Still, even though Bernstein may have left some hope for Sprint's future, no matter how slight that may be, below are three reasons why bankruptcy for Sprint is all but inevitable:
- Competition: When your own business model is failing, nothing is more devastating than to see others in your industry posting solid numbers. With Verizon's (VZ) earnings expected to appreciate 15% this year, and AT&T's (T) expected to rise 6%, it appears what few customers Sprint has left are already heading elsewhere.
- Debt: As if Sprint's own debt wasn't enough, Clearwire (CLWR), which is majority owned by Sprint, faces $3 billion in debt maturities coming due in 2015. With the $2.6 billion already owed by Sprint that year, this mountain of debt could come to destroy any chances Sprint has of recovering, that is if it is still in business in 2015.
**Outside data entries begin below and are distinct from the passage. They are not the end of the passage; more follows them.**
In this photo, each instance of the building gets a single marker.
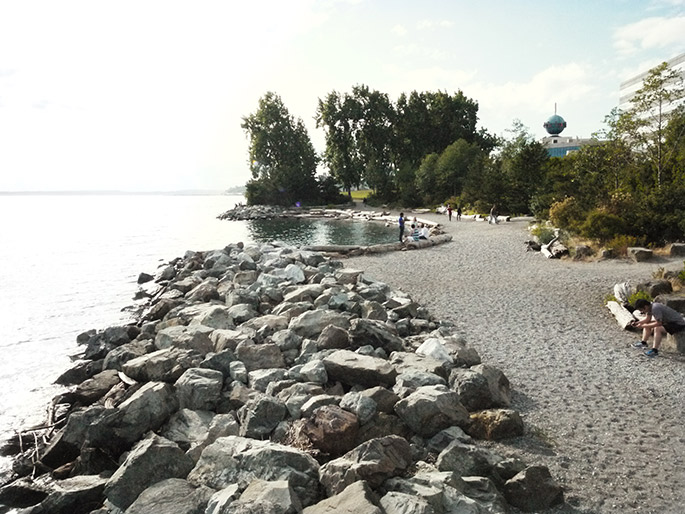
(556, 144)
(628, 88)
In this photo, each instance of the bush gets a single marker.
(543, 234)
(602, 225)
(566, 214)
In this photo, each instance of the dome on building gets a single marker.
(554, 125)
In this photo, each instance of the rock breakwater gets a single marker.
(275, 380)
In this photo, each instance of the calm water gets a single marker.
(70, 263)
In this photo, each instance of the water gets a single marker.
(70, 263)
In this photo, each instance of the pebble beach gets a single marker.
(605, 419)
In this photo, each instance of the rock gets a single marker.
(162, 366)
(237, 460)
(332, 337)
(151, 460)
(116, 430)
(639, 254)
(260, 415)
(466, 459)
(194, 337)
(262, 497)
(354, 369)
(376, 333)
(311, 323)
(331, 430)
(677, 250)
(431, 409)
(171, 496)
(199, 389)
(533, 490)
(260, 356)
(357, 498)
(373, 461)
(76, 495)
(496, 424)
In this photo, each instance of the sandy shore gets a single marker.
(607, 421)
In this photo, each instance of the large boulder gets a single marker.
(431, 409)
(172, 496)
(357, 498)
(533, 490)
(354, 369)
(237, 460)
(151, 460)
(199, 389)
(311, 323)
(373, 461)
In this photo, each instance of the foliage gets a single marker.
(566, 214)
(602, 225)
(282, 158)
(637, 295)
(543, 234)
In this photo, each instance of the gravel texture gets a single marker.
(605, 419)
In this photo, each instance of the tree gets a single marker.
(644, 124)
(282, 157)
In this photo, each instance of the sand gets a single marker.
(605, 419)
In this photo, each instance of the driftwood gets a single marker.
(623, 316)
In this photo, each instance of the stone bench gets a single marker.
(674, 343)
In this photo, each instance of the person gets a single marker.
(659, 320)
(401, 227)
(493, 214)
(424, 232)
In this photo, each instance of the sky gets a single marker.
(148, 95)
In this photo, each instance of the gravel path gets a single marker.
(606, 420)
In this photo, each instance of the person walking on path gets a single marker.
(401, 220)
(660, 320)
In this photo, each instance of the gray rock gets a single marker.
(376, 333)
(236, 460)
(357, 498)
(260, 415)
(194, 337)
(260, 356)
(353, 369)
(151, 460)
(373, 461)
(171, 496)
(311, 323)
(431, 409)
(199, 389)
(533, 490)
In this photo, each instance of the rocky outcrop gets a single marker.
(269, 379)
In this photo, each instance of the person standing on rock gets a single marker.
(401, 227)
(659, 320)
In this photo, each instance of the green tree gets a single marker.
(282, 157)
(644, 124)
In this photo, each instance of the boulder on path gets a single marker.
(151, 460)
(357, 498)
(533, 490)
(238, 460)
(374, 461)
(431, 409)
(172, 496)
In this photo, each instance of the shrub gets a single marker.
(566, 214)
(602, 225)
(543, 234)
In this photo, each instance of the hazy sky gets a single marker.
(149, 94)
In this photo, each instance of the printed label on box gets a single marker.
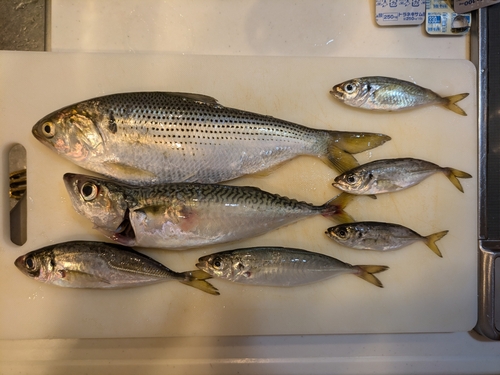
(399, 12)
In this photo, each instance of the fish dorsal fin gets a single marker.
(197, 97)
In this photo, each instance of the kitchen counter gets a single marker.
(339, 28)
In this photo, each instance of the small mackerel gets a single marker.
(89, 264)
(281, 266)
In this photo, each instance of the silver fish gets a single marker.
(280, 266)
(391, 94)
(149, 138)
(372, 235)
(183, 215)
(88, 264)
(389, 175)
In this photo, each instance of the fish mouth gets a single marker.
(336, 92)
(19, 262)
(202, 264)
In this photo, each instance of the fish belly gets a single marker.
(210, 224)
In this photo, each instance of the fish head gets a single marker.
(40, 265)
(354, 92)
(343, 233)
(356, 181)
(218, 265)
(101, 201)
(72, 133)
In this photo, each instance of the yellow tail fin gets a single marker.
(366, 273)
(451, 101)
(334, 208)
(454, 174)
(197, 279)
(431, 241)
(342, 144)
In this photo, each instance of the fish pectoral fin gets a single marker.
(451, 101)
(354, 143)
(366, 273)
(191, 279)
(197, 97)
(127, 172)
(454, 174)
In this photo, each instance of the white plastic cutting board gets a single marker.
(422, 293)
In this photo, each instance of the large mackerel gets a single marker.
(184, 215)
(147, 138)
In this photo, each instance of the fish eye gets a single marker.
(217, 263)
(30, 264)
(342, 233)
(351, 179)
(89, 191)
(48, 129)
(349, 88)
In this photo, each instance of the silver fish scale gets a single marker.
(181, 129)
(286, 266)
(248, 196)
(103, 257)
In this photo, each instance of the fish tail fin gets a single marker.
(197, 279)
(340, 146)
(334, 208)
(451, 101)
(454, 174)
(367, 273)
(431, 241)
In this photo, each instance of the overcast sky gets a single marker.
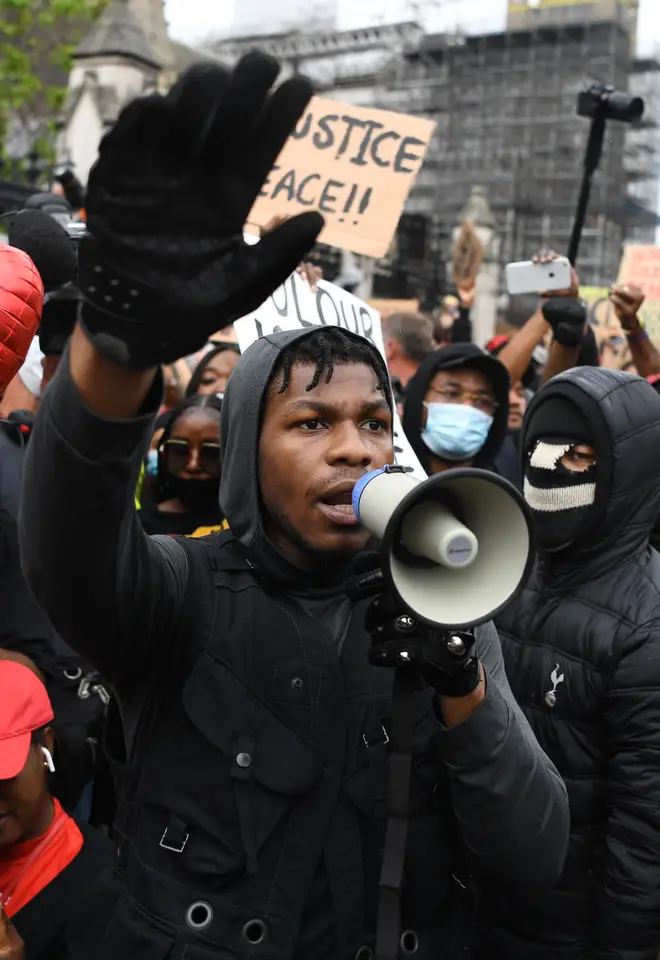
(192, 20)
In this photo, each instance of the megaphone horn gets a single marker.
(456, 547)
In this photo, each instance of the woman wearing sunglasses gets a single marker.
(182, 500)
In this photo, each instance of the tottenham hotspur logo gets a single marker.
(555, 678)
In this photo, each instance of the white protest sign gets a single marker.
(294, 306)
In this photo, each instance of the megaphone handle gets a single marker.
(402, 721)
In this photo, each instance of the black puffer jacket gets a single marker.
(582, 651)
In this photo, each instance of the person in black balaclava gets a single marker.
(582, 651)
(184, 494)
(456, 408)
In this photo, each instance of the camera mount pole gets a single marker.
(592, 157)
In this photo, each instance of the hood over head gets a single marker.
(623, 415)
(240, 429)
(459, 355)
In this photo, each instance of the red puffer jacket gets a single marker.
(21, 300)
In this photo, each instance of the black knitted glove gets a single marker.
(444, 660)
(165, 264)
(567, 317)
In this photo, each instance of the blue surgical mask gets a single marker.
(455, 431)
(151, 462)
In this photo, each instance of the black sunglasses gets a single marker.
(176, 454)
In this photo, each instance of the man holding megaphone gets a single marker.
(258, 712)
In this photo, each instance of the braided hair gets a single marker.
(327, 347)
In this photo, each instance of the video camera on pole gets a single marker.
(598, 103)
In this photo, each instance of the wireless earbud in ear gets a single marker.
(48, 762)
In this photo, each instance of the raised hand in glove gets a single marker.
(444, 660)
(165, 264)
(567, 318)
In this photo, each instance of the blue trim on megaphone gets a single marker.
(358, 489)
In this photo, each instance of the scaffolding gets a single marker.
(504, 106)
(505, 111)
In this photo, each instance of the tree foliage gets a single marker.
(37, 40)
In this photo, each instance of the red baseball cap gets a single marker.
(24, 707)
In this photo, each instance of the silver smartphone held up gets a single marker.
(525, 276)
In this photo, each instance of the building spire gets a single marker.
(118, 33)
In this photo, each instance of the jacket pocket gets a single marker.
(257, 744)
(130, 935)
(237, 769)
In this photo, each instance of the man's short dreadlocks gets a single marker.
(327, 347)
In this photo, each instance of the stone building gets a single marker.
(127, 53)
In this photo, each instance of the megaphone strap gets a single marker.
(388, 931)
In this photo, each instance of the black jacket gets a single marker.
(582, 651)
(448, 358)
(253, 766)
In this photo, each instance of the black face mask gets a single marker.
(199, 496)
(561, 500)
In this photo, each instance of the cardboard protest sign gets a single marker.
(468, 256)
(294, 305)
(387, 307)
(641, 265)
(355, 165)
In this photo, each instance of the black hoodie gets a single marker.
(457, 356)
(218, 647)
(582, 650)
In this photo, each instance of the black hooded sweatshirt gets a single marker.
(457, 356)
(255, 746)
(586, 629)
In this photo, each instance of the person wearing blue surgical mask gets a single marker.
(456, 409)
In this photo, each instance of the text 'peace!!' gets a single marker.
(362, 143)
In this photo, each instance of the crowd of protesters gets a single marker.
(199, 749)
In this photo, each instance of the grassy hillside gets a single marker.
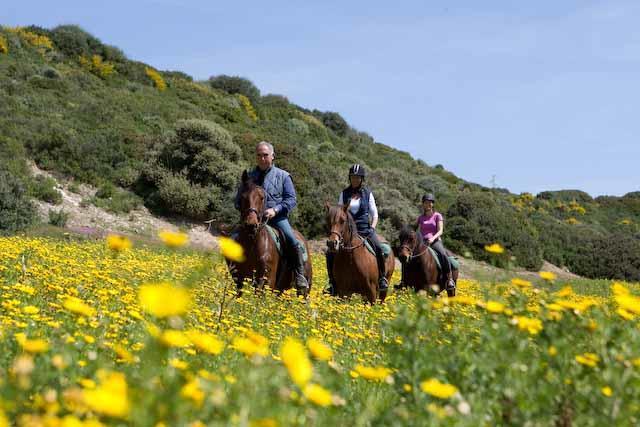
(80, 108)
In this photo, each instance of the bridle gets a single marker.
(413, 250)
(340, 242)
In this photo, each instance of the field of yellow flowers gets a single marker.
(106, 333)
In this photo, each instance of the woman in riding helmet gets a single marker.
(431, 226)
(362, 206)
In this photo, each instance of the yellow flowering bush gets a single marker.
(248, 107)
(3, 45)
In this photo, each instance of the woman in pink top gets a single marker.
(431, 225)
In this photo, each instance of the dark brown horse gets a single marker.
(354, 268)
(420, 270)
(263, 264)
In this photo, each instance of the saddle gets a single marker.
(386, 248)
(278, 239)
(280, 242)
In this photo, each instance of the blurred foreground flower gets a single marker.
(173, 239)
(110, 397)
(294, 357)
(318, 395)
(547, 275)
(494, 248)
(231, 249)
(164, 299)
(438, 389)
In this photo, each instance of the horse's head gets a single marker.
(409, 242)
(337, 222)
(252, 198)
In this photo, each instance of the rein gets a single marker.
(413, 255)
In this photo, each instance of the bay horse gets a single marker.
(420, 270)
(263, 264)
(355, 268)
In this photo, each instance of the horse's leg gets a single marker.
(452, 292)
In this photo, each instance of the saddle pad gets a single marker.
(275, 236)
(386, 248)
(455, 265)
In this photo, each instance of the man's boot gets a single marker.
(383, 283)
(302, 286)
(331, 289)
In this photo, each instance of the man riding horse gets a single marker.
(279, 202)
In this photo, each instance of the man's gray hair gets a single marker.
(267, 144)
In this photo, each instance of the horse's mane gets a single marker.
(406, 232)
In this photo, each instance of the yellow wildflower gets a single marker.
(31, 309)
(193, 391)
(494, 307)
(118, 243)
(317, 394)
(629, 303)
(494, 248)
(251, 345)
(76, 305)
(174, 338)
(547, 275)
(372, 373)
(206, 343)
(173, 239)
(438, 389)
(564, 292)
(319, 350)
(231, 249)
(110, 398)
(164, 300)
(588, 359)
(294, 357)
(521, 283)
(533, 326)
(32, 346)
(619, 289)
(625, 314)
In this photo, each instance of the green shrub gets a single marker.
(235, 84)
(297, 126)
(16, 210)
(479, 219)
(58, 218)
(44, 188)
- Poor Management: It's one thing to struggle with your own business, but to go out and take a majority stake in December in a company such as Clearwire, which has suffered astronomical losses for years, shows how desperate, and unwise Sprint's management team has become. Trying feverishly to save its own business, it has begun making moves that could only bankrupt the company faster.
With shares recently rebounding 23% from January lows, now would be a wise time to get out before Sprint reports first quarter earnings in just over a month; the company's earnings are projected to come in at a loss of $0.42.